Digo isso a princípio apenas para ilustrar a dificuldade de intercâmbio que historicamente existe entre estes dois paradigmas. Uma parábola vai ajudar (a primeira regra da teologia é: se não souber a resposta, conte uma parábola!).
Em julho de 1979, na famosa Massachusetts Institute of Technology, em Cambridge, Massachusetts, igrejas do mundo inteiro, protestantes, católicos romanos e católicos ortodoxos, se reuniram (com o apoio do Concílio Mundial de Igrejas) para discutir o tema “Fé e ciência num mundo injusto”. O eminente astrônomo australiano Robert Hanbury Brown foi convidado para dar início à conferência com uma definição de ciência e uma interpretação da sua natureza. Dois dos seus temas eram especialmente interessantes.
Começando com uma definição clássica, ele descreveu como a “industrialização” da ciência -- sua aliança com instituições políticas e econômicas -- modificou a compreensão clássica como uma busca pela verdade objetiva e verificável. Mesmo assim, como bom cientista que é, Brown afirmou a importância da objetividade e a verificabilidade para toda tarefa científica.
Ao mesmo tempo, Brown enfatizou que os conceitos científicos são metáforas e abstrações relacionadas a uma realidade essencialmente misteriosa. Disse ainda que, dentro da própria ciência, há metáforas e abstrações diferentes que podem ser consideradas “complementares” e não antagônicas. Com base neste último ponto, ele argumentou que uma ciência devidamente modesta e a fé podem ser vistas como respostas complementares aos mistérios últimos da existência.
Depois da palestra de Brown, houve duas reações de conferencistas convidados. A primeira veio da cientista africana Matu Maathai, que era basicamente uma aprovação entusiástica da ciência, mesmo com algumas ressalvas a respeito do perigo do abuso da ciência no terceiro mundo, especialmente para o aumento de armas de destruição.

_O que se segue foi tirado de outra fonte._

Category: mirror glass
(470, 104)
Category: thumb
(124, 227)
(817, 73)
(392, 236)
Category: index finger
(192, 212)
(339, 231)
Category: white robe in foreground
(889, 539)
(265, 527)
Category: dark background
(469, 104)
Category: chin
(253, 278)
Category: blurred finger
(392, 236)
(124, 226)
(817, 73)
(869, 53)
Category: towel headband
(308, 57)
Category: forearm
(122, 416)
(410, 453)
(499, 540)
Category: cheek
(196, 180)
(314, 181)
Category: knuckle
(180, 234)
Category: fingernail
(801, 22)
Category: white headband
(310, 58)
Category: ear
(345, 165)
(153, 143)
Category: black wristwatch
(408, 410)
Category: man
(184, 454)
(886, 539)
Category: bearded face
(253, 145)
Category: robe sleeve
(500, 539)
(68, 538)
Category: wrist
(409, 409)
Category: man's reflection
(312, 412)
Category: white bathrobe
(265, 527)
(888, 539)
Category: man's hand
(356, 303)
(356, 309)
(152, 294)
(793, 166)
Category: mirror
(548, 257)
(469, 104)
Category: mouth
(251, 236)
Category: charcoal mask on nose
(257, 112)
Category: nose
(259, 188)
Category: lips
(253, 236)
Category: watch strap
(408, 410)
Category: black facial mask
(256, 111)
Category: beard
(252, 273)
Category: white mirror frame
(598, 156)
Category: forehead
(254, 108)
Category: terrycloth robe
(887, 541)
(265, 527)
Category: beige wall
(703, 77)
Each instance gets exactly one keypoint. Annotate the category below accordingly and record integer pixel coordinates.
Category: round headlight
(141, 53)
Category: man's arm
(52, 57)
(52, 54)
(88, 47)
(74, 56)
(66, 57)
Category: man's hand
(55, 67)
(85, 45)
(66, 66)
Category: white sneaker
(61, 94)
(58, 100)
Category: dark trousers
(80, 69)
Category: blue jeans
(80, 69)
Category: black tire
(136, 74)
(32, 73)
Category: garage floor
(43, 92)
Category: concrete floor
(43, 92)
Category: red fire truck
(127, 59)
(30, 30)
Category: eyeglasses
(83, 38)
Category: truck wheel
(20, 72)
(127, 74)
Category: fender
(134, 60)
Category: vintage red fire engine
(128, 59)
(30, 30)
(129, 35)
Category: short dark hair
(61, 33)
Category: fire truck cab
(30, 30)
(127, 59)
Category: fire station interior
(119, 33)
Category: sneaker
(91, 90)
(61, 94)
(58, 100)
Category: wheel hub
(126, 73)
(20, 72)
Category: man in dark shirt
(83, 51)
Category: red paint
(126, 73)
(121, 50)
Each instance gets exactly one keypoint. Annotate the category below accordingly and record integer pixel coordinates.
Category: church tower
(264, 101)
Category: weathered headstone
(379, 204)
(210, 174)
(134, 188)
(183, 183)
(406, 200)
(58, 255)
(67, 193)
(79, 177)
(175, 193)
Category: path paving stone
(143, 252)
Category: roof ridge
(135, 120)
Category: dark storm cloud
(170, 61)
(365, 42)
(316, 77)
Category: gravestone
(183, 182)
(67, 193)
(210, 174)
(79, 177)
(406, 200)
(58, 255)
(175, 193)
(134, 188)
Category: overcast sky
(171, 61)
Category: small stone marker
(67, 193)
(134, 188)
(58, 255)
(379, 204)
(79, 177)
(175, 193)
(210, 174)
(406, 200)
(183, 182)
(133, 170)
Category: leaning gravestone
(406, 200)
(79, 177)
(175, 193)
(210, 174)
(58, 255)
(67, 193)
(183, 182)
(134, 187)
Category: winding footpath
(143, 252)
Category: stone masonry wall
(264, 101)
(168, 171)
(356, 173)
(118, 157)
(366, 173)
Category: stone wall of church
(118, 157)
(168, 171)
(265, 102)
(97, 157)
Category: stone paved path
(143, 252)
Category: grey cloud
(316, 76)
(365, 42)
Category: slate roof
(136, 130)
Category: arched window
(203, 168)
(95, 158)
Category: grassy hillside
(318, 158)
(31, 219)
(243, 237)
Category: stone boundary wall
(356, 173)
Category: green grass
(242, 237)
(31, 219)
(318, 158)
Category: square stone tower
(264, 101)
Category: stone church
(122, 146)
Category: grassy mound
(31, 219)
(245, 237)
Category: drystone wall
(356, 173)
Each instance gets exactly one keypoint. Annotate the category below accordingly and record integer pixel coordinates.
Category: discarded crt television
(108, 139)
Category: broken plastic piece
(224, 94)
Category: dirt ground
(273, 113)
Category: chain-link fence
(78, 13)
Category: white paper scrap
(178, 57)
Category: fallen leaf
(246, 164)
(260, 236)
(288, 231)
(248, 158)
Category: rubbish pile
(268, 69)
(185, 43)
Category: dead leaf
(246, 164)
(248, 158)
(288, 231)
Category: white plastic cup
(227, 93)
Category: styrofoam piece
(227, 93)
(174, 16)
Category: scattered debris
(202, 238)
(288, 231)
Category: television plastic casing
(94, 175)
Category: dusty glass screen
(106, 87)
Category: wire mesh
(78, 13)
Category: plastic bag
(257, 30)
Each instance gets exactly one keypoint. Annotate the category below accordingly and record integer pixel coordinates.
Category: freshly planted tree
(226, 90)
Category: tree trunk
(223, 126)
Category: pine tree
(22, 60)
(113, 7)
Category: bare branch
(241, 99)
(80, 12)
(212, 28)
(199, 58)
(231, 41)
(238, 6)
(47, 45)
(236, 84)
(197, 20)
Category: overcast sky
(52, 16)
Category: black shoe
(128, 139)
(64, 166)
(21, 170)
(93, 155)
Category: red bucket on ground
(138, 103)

A segunda reação veio do teólogo e filósofo social brasileiro, Rubem Alves, então professor da UNICAMP, atualmente psicanalista e meu vizinho. Com um típico espírito brasileiro poético e brincalhão, Rubem Alves deu sua resposta contando a seguinte estória:
“Era uma vez um cordeiro que, amando o conhecimento objetivo, resolveu descobrir a verdade sobre os lobos. Já sabia de muitos contos ruins sobre os lobos. Eram verdadeiros? Resolveu investigar em primeira mão. Então ele escreveu uma carta para um lobo filósofo com uma pergunta simples e direta: O que é um lobo? O lobo filósofo respondeu a carta explicando o que os lobos são: seus formatos, seus tamanhos, suas cores, seus hábitos sociais, seu pensamento etc. Pensou, entretanto, que era irrelevante falar dos seus hábitos alimentícios já que tais hábitos, de acordo com a própria filosofia do lobo filósofo, não pertenciam à essência dos lobos. Pois bem, o cordeiro ficou tão impressionado com a carta que resolveu fazer uma visita na casa do seu novo amigo, o lobo. Foi somente então que aprendeu para sua infelicidade que os lobos têm uma fraqueza por churrasco de cordeiro”.

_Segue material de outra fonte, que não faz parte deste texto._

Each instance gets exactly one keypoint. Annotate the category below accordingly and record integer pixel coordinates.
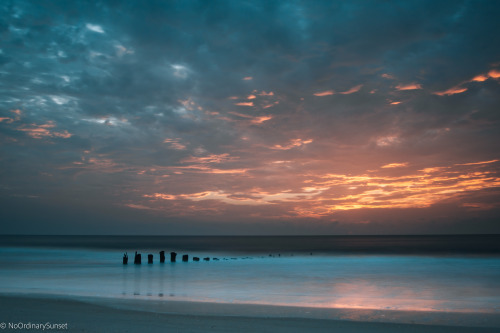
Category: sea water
(360, 276)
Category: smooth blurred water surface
(397, 282)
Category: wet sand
(118, 315)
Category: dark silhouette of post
(137, 259)
(162, 257)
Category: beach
(351, 285)
(117, 316)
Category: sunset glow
(250, 118)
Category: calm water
(405, 273)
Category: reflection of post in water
(149, 278)
(124, 280)
(137, 280)
(161, 276)
(162, 257)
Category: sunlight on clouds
(95, 28)
(387, 141)
(395, 165)
(494, 73)
(411, 86)
(324, 93)
(261, 119)
(40, 131)
(293, 144)
(352, 90)
(175, 144)
(451, 91)
(479, 163)
(479, 78)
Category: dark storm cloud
(212, 103)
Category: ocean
(413, 273)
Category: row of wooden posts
(173, 255)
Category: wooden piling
(137, 258)
(162, 257)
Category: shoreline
(90, 313)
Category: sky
(249, 117)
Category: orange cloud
(411, 86)
(451, 91)
(41, 131)
(319, 195)
(324, 93)
(6, 119)
(294, 143)
(260, 120)
(479, 78)
(494, 73)
(175, 144)
(214, 158)
(394, 165)
(352, 90)
(479, 163)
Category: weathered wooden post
(162, 257)
(137, 259)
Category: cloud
(261, 119)
(293, 144)
(40, 131)
(352, 90)
(494, 73)
(451, 91)
(410, 86)
(324, 93)
(244, 104)
(100, 112)
(94, 28)
(394, 165)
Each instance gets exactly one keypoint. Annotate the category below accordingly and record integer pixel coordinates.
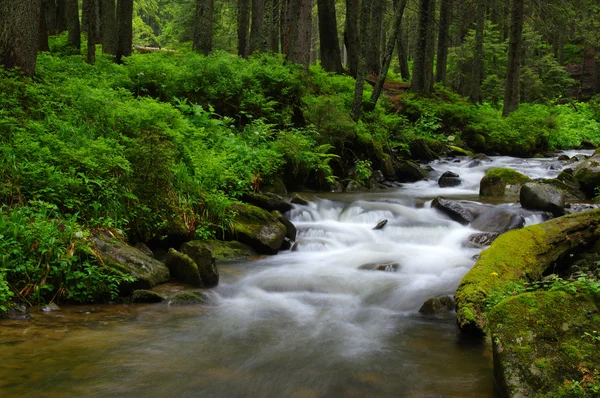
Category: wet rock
(204, 260)
(183, 268)
(449, 179)
(268, 201)
(453, 210)
(146, 297)
(298, 199)
(258, 229)
(50, 307)
(482, 239)
(410, 172)
(147, 271)
(544, 197)
(437, 305)
(502, 182)
(380, 225)
(498, 219)
(187, 298)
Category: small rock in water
(380, 225)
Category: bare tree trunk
(73, 24)
(330, 46)
(443, 41)
(365, 16)
(203, 26)
(243, 28)
(125, 28)
(351, 40)
(511, 91)
(19, 34)
(389, 52)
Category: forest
(154, 121)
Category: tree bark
(300, 15)
(389, 52)
(331, 59)
(365, 16)
(256, 31)
(73, 25)
(203, 29)
(351, 40)
(19, 34)
(125, 28)
(443, 41)
(511, 91)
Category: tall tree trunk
(203, 26)
(365, 16)
(351, 40)
(374, 57)
(43, 29)
(243, 28)
(92, 18)
(330, 46)
(300, 14)
(511, 91)
(19, 34)
(73, 24)
(389, 52)
(125, 28)
(477, 66)
(110, 30)
(256, 31)
(443, 41)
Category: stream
(316, 322)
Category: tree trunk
(374, 57)
(92, 10)
(73, 25)
(351, 40)
(125, 28)
(443, 41)
(330, 45)
(511, 91)
(256, 31)
(19, 34)
(365, 16)
(43, 35)
(477, 66)
(243, 28)
(109, 27)
(300, 15)
(203, 26)
(389, 52)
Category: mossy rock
(518, 255)
(204, 260)
(183, 268)
(502, 182)
(187, 298)
(540, 343)
(258, 229)
(146, 296)
(221, 250)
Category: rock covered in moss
(518, 255)
(183, 268)
(147, 271)
(258, 229)
(502, 182)
(540, 343)
(543, 197)
(187, 298)
(205, 262)
(146, 296)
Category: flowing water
(316, 322)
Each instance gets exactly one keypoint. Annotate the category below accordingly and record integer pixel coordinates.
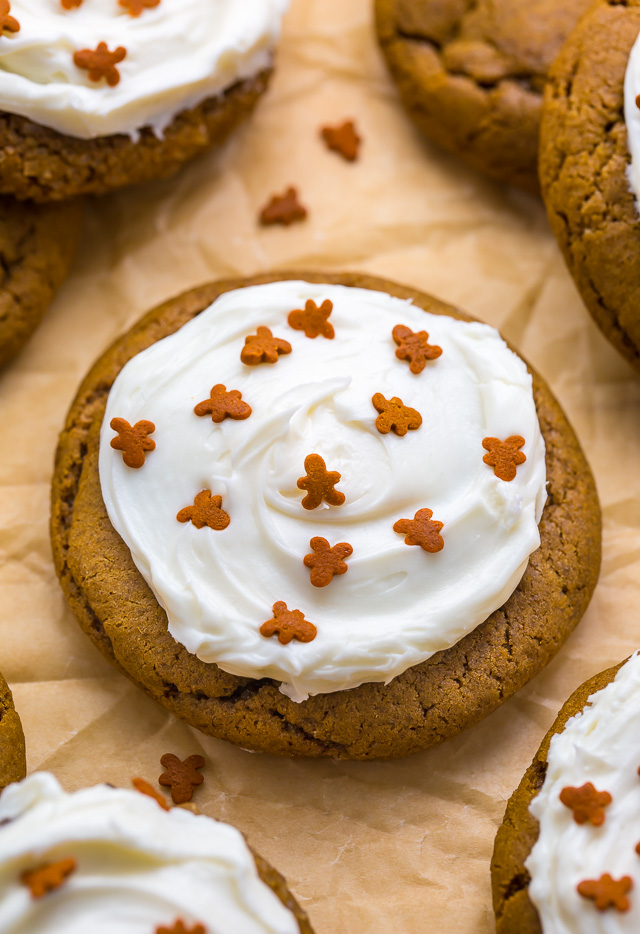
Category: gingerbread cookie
(566, 855)
(97, 96)
(590, 166)
(37, 245)
(13, 765)
(471, 74)
(104, 855)
(369, 593)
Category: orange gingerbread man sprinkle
(206, 510)
(586, 803)
(263, 347)
(607, 892)
(326, 561)
(8, 23)
(283, 209)
(395, 416)
(313, 320)
(223, 404)
(319, 483)
(133, 441)
(414, 347)
(48, 878)
(101, 63)
(287, 625)
(504, 456)
(422, 531)
(181, 777)
(342, 139)
(146, 789)
(135, 7)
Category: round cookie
(13, 766)
(423, 706)
(174, 870)
(471, 74)
(518, 833)
(584, 161)
(37, 245)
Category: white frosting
(396, 605)
(178, 54)
(138, 867)
(601, 745)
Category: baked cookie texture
(37, 246)
(514, 911)
(13, 766)
(471, 74)
(427, 703)
(38, 163)
(583, 164)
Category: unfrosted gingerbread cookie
(366, 534)
(566, 855)
(471, 74)
(98, 94)
(590, 166)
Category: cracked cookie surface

Seria fácil confundir as personagens da parábola de Rubem Alves. Poderia imaginar que, para ele, o lobo representa o cientista puro e o cordeiro, o religioso. Também não seria difícil imaginar o contrário. Porém, o próprio Rubem Alves explica: o lobo somos todos nós que pretendemos nos definir com objetividade e distância pessoal. Os lobos são os cientistas, religiosos, políticos, economistas e até professores universitários. Entretanto, o tom bastante negativo de Alves ilustra a difícil relação entre a ciência e a religião. Esta relação tênue tem uma longa história que não é possível relatar adequadamente aqui. Porém, é um relacionamento que não precisa ser -- e não é -- o único relacionamento possível. Gostaria de propor outro, não de incompatibilidade entre lobo e cordeiro, mas do desconhecimento mútuo entre dois gêmeos que são criados separadamente.

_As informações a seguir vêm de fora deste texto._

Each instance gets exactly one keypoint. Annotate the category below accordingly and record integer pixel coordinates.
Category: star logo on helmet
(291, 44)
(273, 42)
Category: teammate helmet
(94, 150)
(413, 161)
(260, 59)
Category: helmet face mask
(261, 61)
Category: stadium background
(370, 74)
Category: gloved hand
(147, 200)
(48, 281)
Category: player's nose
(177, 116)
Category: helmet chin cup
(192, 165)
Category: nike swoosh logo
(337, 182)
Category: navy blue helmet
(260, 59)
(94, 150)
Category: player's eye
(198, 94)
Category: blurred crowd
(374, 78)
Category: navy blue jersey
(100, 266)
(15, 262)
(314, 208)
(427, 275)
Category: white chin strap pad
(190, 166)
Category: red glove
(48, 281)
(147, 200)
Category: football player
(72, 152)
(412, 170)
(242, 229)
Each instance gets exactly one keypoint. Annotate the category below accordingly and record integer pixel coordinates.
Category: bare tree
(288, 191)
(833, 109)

Eventualmente vemos na televisão a notícia de que dois gêmeos, ou duas gêmeas, que foram separados logo depois do nascimento se encontram décadas depois. A alegria é enorme, mas na própria reportagem se percebe que os dois já são bem diferentes, devido não só a influência de fatores psicológicos que levam quaisquer irmãos, gêmeos ou não, a terem suas próprias personalidades, mas também devido à criação em contextos totalmente diferentes. Talvez eu esteja exagerando na analogia, mas prefiro ver a fé e a ciência como irmãs gêmeas criadas separadamente. Deveriam ter mais em comum do que de fato têm, não idênticas, pela mesma razão que gêmeos idênticos não são idênticos em sua personalidade. Faço esta fantástica afirmação de que a fé, certamente a fé cristã, literalmente começa e termina com uma preocupação cosmológica, uma preocupação que normalmente relegamos à ciência. Enquanto isso, a ciência sem dúvida está fazendo perguntas cada vez mais teleológicas e estéticas, que se referem à finalidade e a beleza da realidade que se pode conhecer.
Leia a continuação deste artigo na próxima semana.
• Timóteo Carriker é teólogo, missionário da Igreja Presbiteriana Independente, capelão d’A Rocha Brasil e surfista nas horas vagas. É autor de A Visão Missionária na Bíblia e coordena diversos sites (acesse www.tim.carriker.com).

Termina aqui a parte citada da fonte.